Researchers this time were able to test all schoolchildren in Miharumachi. Subjects of previous screenings took part on a voluntary basis, leading to doubts over the relevance of results.




April 9, 2013


No radioactive cesium found in any of 10,000 children examined



TOKYO (Kyodo) -- A research team of University of Tokyo and other experts said Wednesday its survey of people who used to live near the crippled Fukushima Daiichi nuclear power plant found no radioactive cesium in any of the 10,000 children 15 years or younger examined after May 2012.

"This shows that chronic internal exposure in Fukushima is very low compared with the case of the Chernobyl nuclear accident in 1986," said Ryugo Hayano, a member of the research team and University of Tokyo professor.

"Food inspections at markets appear to be working well," he added.

The research team checked 32,811 people -- residents of Fukushima and neighboring Ibaraki Prefecture and those who evacuated to other prefectures -- for the internal presence of radioactive substances. The team used whole body counters at a hospital in the village of Hirata, Fukushima Prefecture, from October 2011 to November 2012.

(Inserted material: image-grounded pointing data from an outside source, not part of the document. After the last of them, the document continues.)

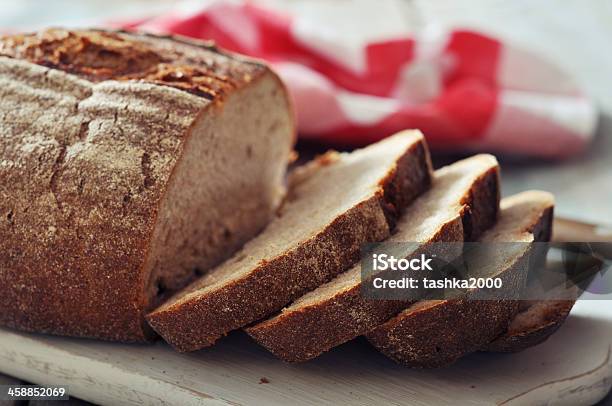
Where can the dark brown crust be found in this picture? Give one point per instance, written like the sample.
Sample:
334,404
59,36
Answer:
89,282
197,323
306,334
99,55
439,334
519,341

Radioactive cesium was found in about 1 percent of the people surveyed after March 2012, compared with 15 percent in November 2011.

Radioactive materials taken in shortly after the Fukushima Daiichi plant disaster in March 2011 are believed to have already left the body in many cases, while improvements in food inspection methods are also considered to have been effective in eliminating contaminated food.

The survey found no specific relationship between the degree of exposure and land contamination.

The minimum detection level for the whole body counters is 300 becquerels.